You will find that the Aorus RX 580 XTR is a performance-hungry 580 model that consumes ~ 10% more power than a standard 580. Still, we see that the XFX RX 590 slightly increases overall system consumption, which resulted in a 42% increase over the GTX 1060 configuration, which is no small difference.
Realistically, your power supply has no problem with this increase, and you won't notice it on the utility bill unless you play around the clock. The only real problem is the extra heat given off in your case. If you have a well-ventilated case, this is less of a problem, but for budget setups, this will heat things up.
For an hour under load, the XFX Radeon RX 590 Fatboy reached a maximum of 79 degrees, which is reasonable, but also starts to climb there. The good news is that it was relatively quiet at this temperature as the fans only spun at up to 1380rpm.

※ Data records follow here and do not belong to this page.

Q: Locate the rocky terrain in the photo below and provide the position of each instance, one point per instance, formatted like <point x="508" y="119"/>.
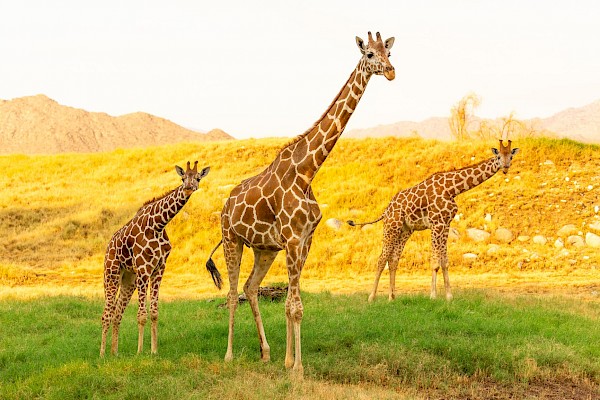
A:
<point x="39" y="125"/>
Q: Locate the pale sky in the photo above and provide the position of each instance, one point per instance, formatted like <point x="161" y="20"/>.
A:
<point x="270" y="68"/>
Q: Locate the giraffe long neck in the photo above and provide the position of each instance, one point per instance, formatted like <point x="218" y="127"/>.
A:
<point x="464" y="179"/>
<point x="308" y="152"/>
<point x="163" y="210"/>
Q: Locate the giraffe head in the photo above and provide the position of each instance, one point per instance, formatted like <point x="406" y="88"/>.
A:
<point x="505" y="155"/>
<point x="191" y="177"/>
<point x="376" y="55"/>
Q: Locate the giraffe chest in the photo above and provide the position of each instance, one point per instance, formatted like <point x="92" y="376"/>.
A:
<point x="134" y="247"/>
<point x="270" y="221"/>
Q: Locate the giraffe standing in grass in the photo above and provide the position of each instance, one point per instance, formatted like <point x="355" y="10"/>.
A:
<point x="276" y="209"/>
<point x="136" y="257"/>
<point x="430" y="205"/>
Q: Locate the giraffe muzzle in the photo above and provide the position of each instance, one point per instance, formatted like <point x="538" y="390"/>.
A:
<point x="390" y="74"/>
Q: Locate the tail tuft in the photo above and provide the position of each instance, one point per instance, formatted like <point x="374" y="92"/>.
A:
<point x="214" y="273"/>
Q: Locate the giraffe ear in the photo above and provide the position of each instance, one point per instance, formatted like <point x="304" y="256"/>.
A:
<point x="204" y="172"/>
<point x="361" y="45"/>
<point x="389" y="43"/>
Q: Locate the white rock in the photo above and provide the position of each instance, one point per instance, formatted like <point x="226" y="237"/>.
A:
<point x="575" y="241"/>
<point x="493" y="249"/>
<point x="594" y="226"/>
<point x="503" y="235"/>
<point x="453" y="234"/>
<point x="334" y="223"/>
<point x="477" y="235"/>
<point x="567" y="230"/>
<point x="592" y="240"/>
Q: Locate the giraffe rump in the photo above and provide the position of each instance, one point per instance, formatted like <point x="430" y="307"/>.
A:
<point x="212" y="268"/>
<point x="352" y="223"/>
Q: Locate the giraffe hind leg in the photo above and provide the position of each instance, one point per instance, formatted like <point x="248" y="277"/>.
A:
<point x="262" y="263"/>
<point x="111" y="288"/>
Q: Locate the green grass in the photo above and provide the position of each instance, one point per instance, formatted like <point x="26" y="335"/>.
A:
<point x="475" y="346"/>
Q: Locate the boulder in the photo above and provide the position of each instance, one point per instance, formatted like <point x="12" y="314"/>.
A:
<point x="595" y="226"/>
<point x="503" y="235"/>
<point x="575" y="241"/>
<point x="454" y="234"/>
<point x="477" y="235"/>
<point x="567" y="230"/>
<point x="592" y="240"/>
<point x="334" y="223"/>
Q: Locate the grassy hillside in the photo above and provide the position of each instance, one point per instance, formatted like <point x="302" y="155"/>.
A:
<point x="477" y="347"/>
<point x="57" y="213"/>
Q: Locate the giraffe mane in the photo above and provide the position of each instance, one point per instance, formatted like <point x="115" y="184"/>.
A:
<point x="154" y="199"/>
<point x="317" y="122"/>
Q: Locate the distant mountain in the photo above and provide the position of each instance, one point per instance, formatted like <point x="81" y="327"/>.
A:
<point x="581" y="124"/>
<point x="39" y="125"/>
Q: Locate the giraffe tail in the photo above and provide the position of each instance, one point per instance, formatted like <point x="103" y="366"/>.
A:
<point x="352" y="223"/>
<point x="212" y="268"/>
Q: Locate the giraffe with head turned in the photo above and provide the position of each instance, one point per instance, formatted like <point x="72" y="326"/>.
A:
<point x="430" y="205"/>
<point x="276" y="209"/>
<point x="136" y="257"/>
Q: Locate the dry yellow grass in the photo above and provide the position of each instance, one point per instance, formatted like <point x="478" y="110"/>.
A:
<point x="57" y="213"/>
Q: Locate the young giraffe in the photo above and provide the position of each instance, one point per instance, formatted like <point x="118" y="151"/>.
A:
<point x="276" y="209"/>
<point x="136" y="257"/>
<point x="430" y="205"/>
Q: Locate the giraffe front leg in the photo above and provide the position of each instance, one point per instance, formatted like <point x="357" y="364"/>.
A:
<point x="154" y="309"/>
<point x="381" y="263"/>
<point x="439" y="240"/>
<point x="111" y="287"/>
<point x="142" y="286"/>
<point x="295" y="258"/>
<point x="127" y="289"/>
<point x="233" y="257"/>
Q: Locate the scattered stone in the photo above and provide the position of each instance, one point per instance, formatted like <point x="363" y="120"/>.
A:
<point x="334" y="223"/>
<point x="493" y="249"/>
<point x="454" y="234"/>
<point x="567" y="230"/>
<point x="477" y="235"/>
<point x="503" y="235"/>
<point x="594" y="226"/>
<point x="575" y="241"/>
<point x="592" y="240"/>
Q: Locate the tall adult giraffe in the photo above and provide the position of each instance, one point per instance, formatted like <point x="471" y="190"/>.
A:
<point x="430" y="205"/>
<point x="136" y="256"/>
<point x="276" y="209"/>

Overclocking actually lowered the temperature to 78 degrees, since the fans were now spinning at up to 1600 rpm and could be heard here through the case fans. The operating volume was not unacceptably loud and certainly nothing like a Vega reference card.
All together, cost per frame
The Radeon RX 580 takes first place with a country mile. You can currently buy 8GB models for $ 200, which is a great buy. Not so long ago, players would have sacrificed a finger for such a price on a mid-range graphics card.
The GTX 1060 is also below the MSRP, although the 9 Gbps models will likely cost a little more. Honestly, they're mostly a gimmick, we've never seen a big performance boost over the standard models. In any case, the RX 580 costs 20% less per frame, so this is the obvious choice. The RX 590 is much less attractive at $ 280 and costs $ 4 per frame or 32% more expensive per frame. Instead, we'd rather spend $ 100 more and buy a GTX 1070 or the 1070 Ti.
In terms of performance, the Radeon RX 590 has never been exciting – a slightly overclocked RX 580 will only get you that far – but pricing has negated that offering. We just hope this is a situation where AMD introduces it at $ 280 and then lowers prices to $ 250 before the year is over. At $ 250, it's equivalent to the GTX 1060 and offers superior performance. Given AMD's current position in the GPU market, they have to offer compelling options, and that would be a $ 250 RX 590.
The RX 590 may consume more power and may not be ideal, but it makes up for it with a healthy ecosystem of affordable FreeSync monitors and an additional 2 GB of VRAM. However, as a mid-range value proposition, the biggest problem has to be sold alongside a $ 200 RX-580. The biggest problem that the RX-580 faces is the $ 150 RX-570.
The bottom line is that the RX 590 is not a bad product, it just has the wrong price tag. If you're on the market for a new graphics card this vacation, there are plenty of GPUs at great prices. This is a welcome change from a year ago.